Min and Gaba (2014) conduct the same validation exercise for villages in Vietnam in 2013. They reach the same conclusions except for the last point: in Vietnam, household-level access to electricity is also correlated with nighttime light satellite images.

See also Chen and Nordhaus (2011).

Use in economics research

The data is becoming popular among economists. Recent examples include Henderson et al. (2012), Papaioanno and Michalopoulos (2013, 2014), and Alesina et al. (2012)Hodler and Raschky (2014) exploit the annual panel nature of the data to find that the birth place of a new national leader becomes brighter after he assumes power. Baskaran et al (2015) relate nighttime light to electoral cycles in India.

Bleakey and Lin (2012) use nighttime light as a measure of spatial distribution of contemporary economic activity, to see whether portage sites still predict where economic activities are concentrated today, long after their original advantage became obsolete. 

The raw data ranges from 0 to 63. To be used in regression analysis, there are several ways to aggregate the raw data.
  • Henderson et al. (2012), Papaioanno and Michalopoulos (20132014) and Hodler and Raschky (2014) use the nighttime light data as the measure of living standards. They use the logarithm of the average within each spatial unit of analysis.
    • Logarithmic transformation is used because the distribution of nighttime light intensity is right-skewed with around 10% of observations being zero.
    • Papaioanno and Michalopoulos (20132014) and Hodler and Raschky (2014) add 0.01 to the average before taking log, to use the 10% of the observations without light.
  • Alesina et al. (2016) and Baskaran et al (2015) use the average or sum of light values from all pixels within each spatial unit of analysis divided by population.
  • Baskaran et al (2015) also measure the proportion of villages with the positive value of nighttime light at the village centroid. 

To use this dataset as a panel data, one issue is the compatibility of different satellites in measuring light intensity. Henderson et al. (2012) simply take the average if two satellites provide the data for the same year and control for year fixed effects in regression analysis to account for any differences across years. Alternatively, the following book chapter attempts to calibrate values from different satellites to account for inter-satellite differences and inter-annual sensor decay:
Elvidge, Christopher D., Feng-Chi Hsu, Kimberly E. Baugh and Tilottama Ghosh (2014). "National Trends in Satellite Observed Lighting: 1992-2012." Global Urban Monitoring and Assessment Through Earth Observation. Ed. Qihao Weng. CRC Press.
The calibrated version aggregated to the 0.5x0.5 degree cell level is available as part of the PRIO-GRID data.

World Language Mapping System

Compiled by Global Mapping International.

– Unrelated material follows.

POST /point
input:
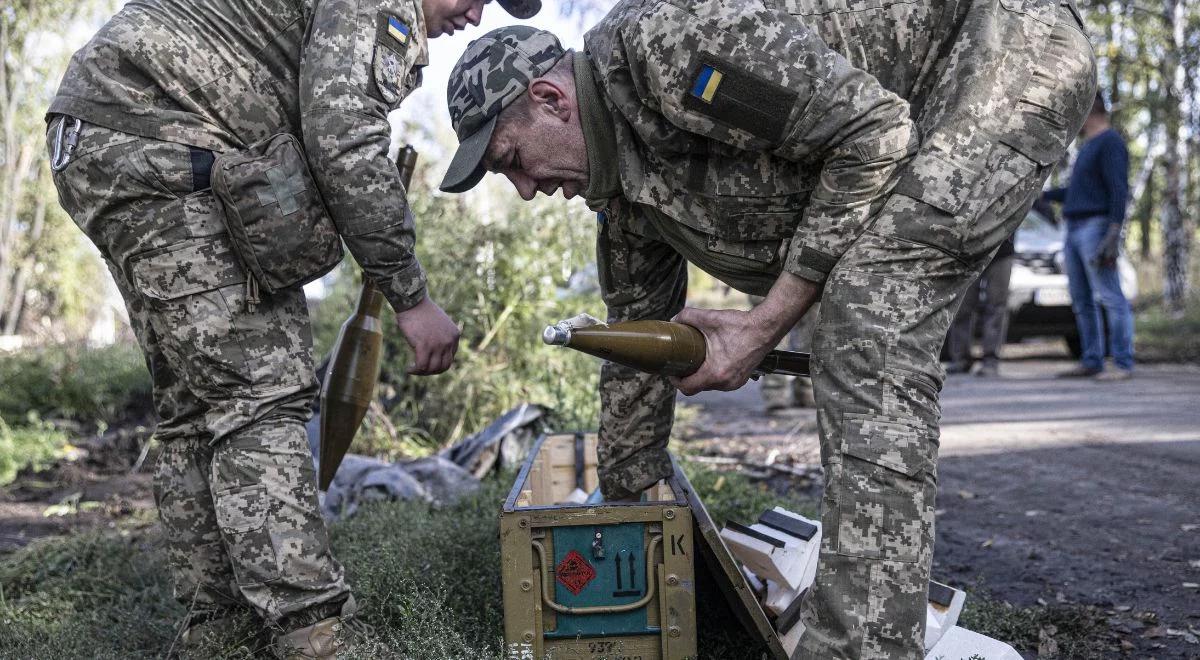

"This dataset consists of polygons covering most of the world, for each language spoken today. The language group locations are accurate for the approximate years of 1990-1995. The data are based on SIL International’s 15th edition of the Ethnologue linguistics database of languages around the world." (Matuszeski and Schneider 2006, p. 11)

Alesina et al. (2016) note (p. 433) that the coverage is limited for Americas and Australia because major immigrant groups are not recorded.

Used by

Geo-referencing of Ethnic Groups (GREG) dataset

Cited from the dataset's website:
Relying on maps and data drawn from the classical Soviet Atlas Narodov Mira, the “Geo-referencing of ethnic groups” (GREG) dataset employs geographic information systems (GIS) to represent group territories as polygons. The GREG dataset consists of 8969 polygons and is provided in ESRI shapefile format.
Used by:

Wednesday, April 20, 2016


See also the Terrain Ruggedness Index.

The best elevation data as of 2016 seems to be WorldDEM, although I haven't seen any application in economics research. It's also not for free of charge. Below is the list of other elevation datasets (available for free of charge) that have been used by economists in the past.


Developed by the U.S. Geological Survey's Center for Earth Resources Observation and Science (EROS) in 1996, GTOPO30 provides elevations at the 30 arc seconds (roughly 1km) grid level. See the USGS/EROS website for detail.

GTOPO30 was used by Deininger and Minten (2002), Nunn and Puga (2007) to measure the degree of ruggedness of the earth surface of each country, and Duflo and Pande (2007) to calculate river gradient in India.

GTOPO30 is now superseded by Global Multi-resolution Terrain Elevation Data 2010 (GMTED2010).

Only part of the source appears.